Çünkü “kalemin namusu olduğu gibi hesabı da vardır” düsturu benim ilkem olsun diye çok uğraştım.
Bu nedenden dolayı okuyanlar alınganlık yerine ibret alırsa memnun olurum.
Geniş halk kesimleri hiç beklemedikleri bir anda kucaklarında buldukları referandumda tercih noktasında sıkıntı yaşarken taraflar tam da bu alanda ikna turlarında seslendirdikleri ile işi iyice açmaza sokmuş görünüyor.
Şimdilerde Ak Parti içerisindeki bir takım guruplar artık kestiremedikleri oylama sonucundan olsa gerek kendilerini Ülkücü yada Milli Görüşçü kökenleri ile izah etmeye çalışıyorlar, işin ne olur ne olmaz kısmındalar.
Aynı sonucu daha önceleri de yazmıştım.
Tıpkı Cumhurbaşkanının değerlendirmesinde katagorik olarak ayırdığı Fetö nam yapılanmada olduğu gibi, bir cemaatçiler bir de hizmet ehli var diye.
Neticede 17/25 Aralık akabinde ve dehşetli 15 Temmuz sonucunda içli dışlı oldukları yapıyı terk eden ve inandığını söyledikleri değerlere üst perdeden küfreden şahısların hali gibi.
Aynı pragmatistler şimdi de göremedikleri riskler yüzünden Ak Partide uç verdiler.
Katagorik olarak tarif edeceğim bu yapılanma son yılların bir gerçeği.
Dibine kadar her yere sızan paragmatistler 17 Nisan da nasıl bir sabaha uyanacaklarını bilmediklerinden ölümüne arkasında olduklarını söyledikleri liderin karşılaşabileceğini tahmin ettikleri durumlara kendilerince tedbir alıp durumu kurtarmaya çalışıyorlar.
Üstelik bunlar parti yönetiminde ve kamu kaynaklarının kullanımında söz sahibi olanlar.

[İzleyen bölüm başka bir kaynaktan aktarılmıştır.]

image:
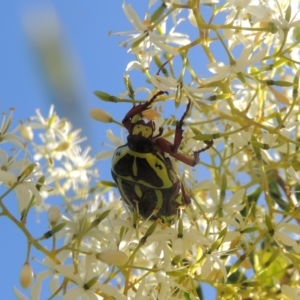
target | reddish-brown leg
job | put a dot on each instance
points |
(167, 147)
(138, 109)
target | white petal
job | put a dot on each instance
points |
(19, 294)
(69, 273)
(109, 290)
(74, 293)
(105, 154)
(134, 65)
(133, 18)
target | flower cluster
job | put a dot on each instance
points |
(236, 63)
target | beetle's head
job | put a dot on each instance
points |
(144, 129)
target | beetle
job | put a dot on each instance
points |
(144, 175)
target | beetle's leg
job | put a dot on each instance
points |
(179, 130)
(167, 147)
(138, 109)
(160, 132)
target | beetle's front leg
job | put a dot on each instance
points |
(179, 130)
(138, 109)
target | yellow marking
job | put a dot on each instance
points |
(134, 167)
(159, 199)
(144, 130)
(138, 190)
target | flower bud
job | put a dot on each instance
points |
(26, 275)
(63, 146)
(101, 115)
(27, 133)
(113, 257)
(54, 215)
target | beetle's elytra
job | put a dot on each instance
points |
(143, 174)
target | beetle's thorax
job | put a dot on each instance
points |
(139, 143)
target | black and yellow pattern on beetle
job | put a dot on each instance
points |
(147, 181)
(143, 174)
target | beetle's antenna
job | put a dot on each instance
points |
(162, 66)
(155, 96)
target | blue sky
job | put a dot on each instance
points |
(93, 61)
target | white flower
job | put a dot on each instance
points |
(247, 58)
(87, 285)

Yani sizin anlayacağının güneşin ve ayın altında ne varsa biz ondan istifade edelimciler yarın nasıl bir tavır alacak şimdiden çok net görünüyor.
Alanlara gelen kitle işte bu nedenlerden dolayı heyecansız.
Bana kalırsa bu tutum onları çok etkiliyor.
Sadece işin biraz farkında olan dini yapıları bundan vareste tutabiliriz.
Çıkan sonuç Recep Tayyip Erdoğan kendi gayreti ile bu tercihi evet noktasında çıkarırsa sorun yok, aksi halde biz demiştik noktasında olan bir hayli insan etrafta arz-ı endam edecek.